Let’s be clear that as far as Canon Law is concerned, for something that qualifies as a mortal sin, it has to fulfill these criteria:
1)    It has to be a serious matter (e.g. abortion)
2)   The person needs to be aware that the action is sinful (full knowledge)
3)   The person, with this full knowledge, commits the action with full intent and full freedom

Of course, those criteria apply to sins that are ‘mortal’, meaning sins that are serious enough to cut ourselves off from God’s grace.  (No, God doesn’t cut us off.  Rather, it is we who cut ourselves off from God).  But even for sins that aren’t mortal, but venial (where our relationship with God is injured and weakened to some degree), there isn’t any mention or reference to feelings, because feelings themselves have no morality in and of themselves.  They are not actions that we willfully do, and these include those many random thoughts that can flash through our minds when we are not actively engaging them in the day.  Feelings are not sins, and quite a lot of people are almost neurotic about confessing feelings.  Living this way limits very much our freedom in life, and God certainly wants us to live freely.  It’s what we do with our feelings that give it a moral texture and quality that can make us virtuous or sinful.

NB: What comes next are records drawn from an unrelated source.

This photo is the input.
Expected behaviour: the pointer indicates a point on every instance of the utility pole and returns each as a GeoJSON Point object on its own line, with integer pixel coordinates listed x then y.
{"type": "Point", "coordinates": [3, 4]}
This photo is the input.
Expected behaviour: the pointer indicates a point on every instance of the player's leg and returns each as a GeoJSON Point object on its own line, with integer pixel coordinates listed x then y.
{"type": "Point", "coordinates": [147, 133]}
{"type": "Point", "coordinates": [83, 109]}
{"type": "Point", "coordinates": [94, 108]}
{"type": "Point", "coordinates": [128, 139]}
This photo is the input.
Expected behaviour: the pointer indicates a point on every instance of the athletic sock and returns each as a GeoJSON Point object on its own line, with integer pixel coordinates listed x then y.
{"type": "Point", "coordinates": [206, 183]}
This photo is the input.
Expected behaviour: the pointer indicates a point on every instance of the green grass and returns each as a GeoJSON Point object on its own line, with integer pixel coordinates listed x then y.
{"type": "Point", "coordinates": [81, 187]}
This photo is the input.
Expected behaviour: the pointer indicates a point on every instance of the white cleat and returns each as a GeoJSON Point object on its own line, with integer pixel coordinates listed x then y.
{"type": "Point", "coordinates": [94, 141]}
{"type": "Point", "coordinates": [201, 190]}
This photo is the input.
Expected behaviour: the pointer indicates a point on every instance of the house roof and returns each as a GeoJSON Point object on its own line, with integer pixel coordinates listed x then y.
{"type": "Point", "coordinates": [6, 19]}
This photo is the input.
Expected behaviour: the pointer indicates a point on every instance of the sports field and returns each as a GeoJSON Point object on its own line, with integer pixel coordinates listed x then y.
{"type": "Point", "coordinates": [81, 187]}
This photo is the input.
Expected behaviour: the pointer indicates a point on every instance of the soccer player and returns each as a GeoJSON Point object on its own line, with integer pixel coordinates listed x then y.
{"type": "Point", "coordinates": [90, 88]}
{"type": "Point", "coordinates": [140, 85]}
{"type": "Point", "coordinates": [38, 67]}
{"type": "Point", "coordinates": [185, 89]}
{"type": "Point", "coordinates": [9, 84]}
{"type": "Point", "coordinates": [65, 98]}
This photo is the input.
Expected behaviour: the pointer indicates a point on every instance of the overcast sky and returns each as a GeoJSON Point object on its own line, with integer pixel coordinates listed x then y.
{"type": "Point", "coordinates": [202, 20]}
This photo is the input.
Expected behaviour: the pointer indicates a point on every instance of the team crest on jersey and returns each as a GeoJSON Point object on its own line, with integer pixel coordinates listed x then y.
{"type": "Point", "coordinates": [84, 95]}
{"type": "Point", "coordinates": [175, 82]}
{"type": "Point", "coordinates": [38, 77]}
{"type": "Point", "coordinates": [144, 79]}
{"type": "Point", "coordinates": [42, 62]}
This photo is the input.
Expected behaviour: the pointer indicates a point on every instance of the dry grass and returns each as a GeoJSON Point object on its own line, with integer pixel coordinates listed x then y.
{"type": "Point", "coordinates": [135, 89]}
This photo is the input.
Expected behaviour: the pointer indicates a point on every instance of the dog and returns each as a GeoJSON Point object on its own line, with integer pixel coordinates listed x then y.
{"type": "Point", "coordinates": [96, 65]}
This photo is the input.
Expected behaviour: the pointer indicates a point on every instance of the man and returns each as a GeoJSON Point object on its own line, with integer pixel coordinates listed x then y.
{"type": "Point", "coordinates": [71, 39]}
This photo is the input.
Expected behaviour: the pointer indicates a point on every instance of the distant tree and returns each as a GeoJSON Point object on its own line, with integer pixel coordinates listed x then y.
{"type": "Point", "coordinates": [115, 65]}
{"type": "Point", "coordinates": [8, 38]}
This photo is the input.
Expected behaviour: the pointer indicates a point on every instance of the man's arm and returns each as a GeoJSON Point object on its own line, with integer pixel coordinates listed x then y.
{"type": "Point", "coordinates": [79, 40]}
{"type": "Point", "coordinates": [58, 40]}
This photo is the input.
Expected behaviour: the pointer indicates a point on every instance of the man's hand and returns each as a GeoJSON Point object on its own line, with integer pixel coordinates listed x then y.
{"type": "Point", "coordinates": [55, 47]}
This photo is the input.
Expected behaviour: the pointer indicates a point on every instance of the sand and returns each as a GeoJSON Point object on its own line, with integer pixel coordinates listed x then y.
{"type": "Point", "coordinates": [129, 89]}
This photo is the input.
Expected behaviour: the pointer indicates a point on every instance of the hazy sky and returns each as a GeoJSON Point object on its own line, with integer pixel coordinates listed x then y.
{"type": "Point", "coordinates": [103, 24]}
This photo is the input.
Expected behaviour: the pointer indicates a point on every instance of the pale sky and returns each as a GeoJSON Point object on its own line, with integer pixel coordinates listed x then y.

When one believes that one has sinned because one has found oneself being angry with God, I always like to clarify what is it that God has done to the penitent that has resulted in this anger targeted at God. Here are some common examples.

-      God has not answered my prayers even though I have been a good Catholic
-      God has made life so difficult for me
-      God hasn’t helped in my struggle with my addiction/bad habit
-      God is so slow to act, and I’m so tired of waiting

This list, let me assure you, is not exhaustive. There is a whole legion of other reasons people have been or are angry with God.  And for some, being just ‘angry’ is putting it mildly.  Each time I hear their explanations for their being livid, I share their pain, while at the same time, I mourn at their ignorance which they are blind to.

I like to begin by telling them that they have every right to feeling this way toward ‘God’, and that I too would be angry and even acrimonious toward ‘God’ if I were in their shoes.  But the sin I would be committing would not be harbouring ill-will toward God.  Rather, the real sin would be that of idol worship or the worshipping of a false God, simply because the ‘God’ that their anger or resentment is really targeted not at God as who he really is, but at a god that they have created in their minds. 

It is quite clear to my mind that for many of these people struggling with their notions of God, what they are really struggling with is mystery.  It is mystery that God can allow bad things to happen and that he values freedom far more than he wants to control people and the outcome of bad situations.  It is mystery that God takes so much time to have things unfold in life (to me, it is a greater mystery why the human heart is so addicted to speed and to measurable performances).  It is mystery that a lot of life’s deep virtues are learned and imbued through our struggles with failure, suffering, sin and even addictions. A lot of peoples’ false constructs of God result from insisting on him being a wish-granting genie rather than who he really is – mystery itself.

If a person has had the image of God as an elderly white-bearded whose existence is just to arbitrarily manipulate the lives of his creatures in a facetious way, making some people happy when he so wishes, and giving others a hard time with no good reason, and this person has never allowed that image of God to change, grow and mature as he went from childhood to adolescence, to being a youth, then a young adult and finally as an adult, this person’s God image has not really grown, but is quite literally retarded and stopped maturing since he was a pre-teen.  This ‘God’ doesn’t exist in reality, but only in his pre-teen mind. As such, the God he is having negative feelings toward and huge reservations about, is very much a construct and very far from God as he truly is.  Negative feelings against a self-constructed idol have no moral value. It would be like fabricating an image of a unicorn in one’s mind, believing it to be real, and because it cannot be corralled and controlled, becoming finally angry at it.  

In short, one cannot really be faulted for being angry at a self-constructed god.  But one may be idol-worshipping, which is something far more serious, as one has created an idol and have placed it on a pedestal whether to be worshipped or casting one’s anger onto.